# LR2/Mogrify installation problems



## Joanne (Jan 26, 2010)

This is my first post here. I am so overwhelmed trying to install this program and I don't know what I am doing wrong. When I go to file&gt;plugin manager&gt;add plugin&gt;mogrify.exe (in the ImageMagick file), I get a message saying there was an error that occurred while attempting to load this program. So then what do I do next? I am not good at computer stuff like this; sorry if this is really a stupid question.


----------



## Victoria Bampton (Jan 26, 2010)

Hi Joanne, welcome to the forum!

Here's the instructions you need: http://www.photographers-toolbox.com/products/lr2mogrify.php?sec=install

It's not the mogrify.exe file that you want to be loading in the plugin manager. In the plugin manager, you want to be pointing to the plugin folder called LR2Mogrify.lrplugin. Once that's loaded, you then enter the mogrify.exe path in the plugin interface in the export dialog.


----------



## Joanne (Jan 26, 2010)

Bless your heart for helping me (thank you!) . I have it installed, but now it tells me it's not working. Could you help me again?


----------



## Joanne (Jan 26, 2010)

When it mentions about unlocking the trial version, I had obtained that on my work computer, donated, and rec'd a serial number.

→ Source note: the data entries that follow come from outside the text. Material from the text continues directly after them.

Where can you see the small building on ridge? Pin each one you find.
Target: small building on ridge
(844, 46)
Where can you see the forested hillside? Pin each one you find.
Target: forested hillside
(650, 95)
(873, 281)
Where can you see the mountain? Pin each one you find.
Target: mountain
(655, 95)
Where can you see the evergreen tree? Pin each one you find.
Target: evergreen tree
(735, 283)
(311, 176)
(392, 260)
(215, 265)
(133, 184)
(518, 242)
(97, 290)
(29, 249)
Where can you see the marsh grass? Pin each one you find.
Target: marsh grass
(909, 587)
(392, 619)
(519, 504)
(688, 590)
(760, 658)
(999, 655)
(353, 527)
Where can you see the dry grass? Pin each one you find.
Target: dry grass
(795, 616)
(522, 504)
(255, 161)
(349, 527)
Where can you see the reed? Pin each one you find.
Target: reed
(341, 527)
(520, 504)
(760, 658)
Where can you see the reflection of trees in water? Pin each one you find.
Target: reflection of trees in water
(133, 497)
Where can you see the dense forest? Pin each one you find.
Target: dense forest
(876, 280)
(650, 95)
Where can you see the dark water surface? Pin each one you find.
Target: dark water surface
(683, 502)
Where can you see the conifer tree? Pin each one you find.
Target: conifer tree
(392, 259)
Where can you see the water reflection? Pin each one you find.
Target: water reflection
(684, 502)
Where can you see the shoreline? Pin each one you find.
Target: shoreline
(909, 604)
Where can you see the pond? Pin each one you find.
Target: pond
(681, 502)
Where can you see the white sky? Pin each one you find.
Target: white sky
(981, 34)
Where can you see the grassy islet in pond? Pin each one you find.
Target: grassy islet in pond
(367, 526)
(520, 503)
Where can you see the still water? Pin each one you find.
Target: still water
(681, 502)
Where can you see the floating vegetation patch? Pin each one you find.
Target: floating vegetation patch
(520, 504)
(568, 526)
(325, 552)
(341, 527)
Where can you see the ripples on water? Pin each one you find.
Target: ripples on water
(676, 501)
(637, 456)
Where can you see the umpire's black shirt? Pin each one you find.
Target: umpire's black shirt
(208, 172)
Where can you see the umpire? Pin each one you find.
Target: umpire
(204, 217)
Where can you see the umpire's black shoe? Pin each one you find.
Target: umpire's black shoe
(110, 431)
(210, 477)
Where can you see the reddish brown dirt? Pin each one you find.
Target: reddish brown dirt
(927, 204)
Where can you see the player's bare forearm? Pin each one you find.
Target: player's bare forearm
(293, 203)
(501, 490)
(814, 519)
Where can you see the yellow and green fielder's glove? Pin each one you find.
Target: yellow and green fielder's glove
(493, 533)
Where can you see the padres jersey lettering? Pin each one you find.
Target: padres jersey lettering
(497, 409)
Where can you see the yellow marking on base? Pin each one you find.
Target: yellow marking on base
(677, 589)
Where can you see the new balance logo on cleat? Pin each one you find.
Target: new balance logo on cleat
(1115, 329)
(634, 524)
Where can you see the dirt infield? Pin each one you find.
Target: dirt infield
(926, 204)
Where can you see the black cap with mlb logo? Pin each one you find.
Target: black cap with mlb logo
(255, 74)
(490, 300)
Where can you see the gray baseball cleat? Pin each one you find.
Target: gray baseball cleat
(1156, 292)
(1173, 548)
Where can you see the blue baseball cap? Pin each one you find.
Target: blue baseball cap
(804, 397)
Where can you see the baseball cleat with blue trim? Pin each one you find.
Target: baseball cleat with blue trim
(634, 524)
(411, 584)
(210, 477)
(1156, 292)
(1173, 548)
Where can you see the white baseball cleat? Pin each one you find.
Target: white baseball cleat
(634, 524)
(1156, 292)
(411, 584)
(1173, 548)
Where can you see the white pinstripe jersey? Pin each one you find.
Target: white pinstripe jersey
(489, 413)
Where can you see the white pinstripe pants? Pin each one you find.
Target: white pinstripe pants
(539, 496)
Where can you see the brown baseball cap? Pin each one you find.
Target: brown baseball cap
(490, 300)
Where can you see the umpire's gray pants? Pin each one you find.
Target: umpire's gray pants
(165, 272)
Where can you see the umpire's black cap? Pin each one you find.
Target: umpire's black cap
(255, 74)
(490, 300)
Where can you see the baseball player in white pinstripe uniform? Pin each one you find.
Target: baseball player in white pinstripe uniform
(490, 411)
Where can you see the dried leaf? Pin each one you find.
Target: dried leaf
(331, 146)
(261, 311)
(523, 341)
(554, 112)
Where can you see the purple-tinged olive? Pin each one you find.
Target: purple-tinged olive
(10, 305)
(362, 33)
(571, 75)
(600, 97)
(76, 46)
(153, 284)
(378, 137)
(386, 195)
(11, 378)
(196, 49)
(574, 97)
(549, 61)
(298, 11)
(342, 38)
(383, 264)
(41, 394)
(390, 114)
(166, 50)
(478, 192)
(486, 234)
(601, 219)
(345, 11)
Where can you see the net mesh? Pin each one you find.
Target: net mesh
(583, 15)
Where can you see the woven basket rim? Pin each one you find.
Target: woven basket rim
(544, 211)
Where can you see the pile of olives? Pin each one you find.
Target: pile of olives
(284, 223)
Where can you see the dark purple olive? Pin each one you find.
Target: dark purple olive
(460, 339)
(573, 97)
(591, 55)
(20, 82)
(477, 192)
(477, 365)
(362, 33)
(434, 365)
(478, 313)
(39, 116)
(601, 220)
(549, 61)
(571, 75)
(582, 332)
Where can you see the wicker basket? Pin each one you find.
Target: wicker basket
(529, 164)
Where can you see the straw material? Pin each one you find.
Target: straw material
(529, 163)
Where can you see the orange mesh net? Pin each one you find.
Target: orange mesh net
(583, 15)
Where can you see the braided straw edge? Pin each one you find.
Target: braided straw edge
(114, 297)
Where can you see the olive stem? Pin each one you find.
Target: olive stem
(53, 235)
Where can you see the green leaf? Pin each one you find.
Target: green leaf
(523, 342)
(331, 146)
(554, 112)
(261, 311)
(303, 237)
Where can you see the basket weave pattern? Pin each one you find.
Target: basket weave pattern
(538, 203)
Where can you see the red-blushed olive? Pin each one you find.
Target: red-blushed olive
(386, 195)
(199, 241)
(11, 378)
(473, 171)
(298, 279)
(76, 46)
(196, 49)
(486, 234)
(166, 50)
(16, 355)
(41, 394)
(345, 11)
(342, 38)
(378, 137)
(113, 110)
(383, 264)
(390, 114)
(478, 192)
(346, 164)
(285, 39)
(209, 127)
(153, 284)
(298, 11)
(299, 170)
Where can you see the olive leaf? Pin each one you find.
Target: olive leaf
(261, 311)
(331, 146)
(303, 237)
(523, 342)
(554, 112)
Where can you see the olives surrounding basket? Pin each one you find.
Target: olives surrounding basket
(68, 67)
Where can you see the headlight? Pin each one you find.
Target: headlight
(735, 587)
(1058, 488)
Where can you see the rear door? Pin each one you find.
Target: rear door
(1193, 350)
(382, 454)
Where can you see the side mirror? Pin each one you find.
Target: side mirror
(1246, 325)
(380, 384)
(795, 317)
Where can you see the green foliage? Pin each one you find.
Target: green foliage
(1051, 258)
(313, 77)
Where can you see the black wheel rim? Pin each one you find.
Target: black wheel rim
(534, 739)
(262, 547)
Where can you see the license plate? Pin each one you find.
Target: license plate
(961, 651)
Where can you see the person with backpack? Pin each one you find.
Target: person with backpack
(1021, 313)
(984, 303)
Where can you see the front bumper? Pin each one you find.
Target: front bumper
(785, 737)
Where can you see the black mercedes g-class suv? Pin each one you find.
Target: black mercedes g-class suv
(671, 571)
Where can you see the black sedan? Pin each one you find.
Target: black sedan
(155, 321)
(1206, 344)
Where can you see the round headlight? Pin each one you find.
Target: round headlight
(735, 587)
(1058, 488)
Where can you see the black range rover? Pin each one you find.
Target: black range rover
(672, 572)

However, I wanted to install this on my home computer. So am I missing a step here? Can I use the same serial number on two different computers?


----------



## Victoria Bampton (Jan 28, 2010)

I don't know offhand what Tim's policy is on multiple computers but you could drop him an email via his website if the information isn't on there. I'm guessing he'll probably be ok with you using it on both of your machines, like LR's own license.

So is it working or what does it tell you?


----------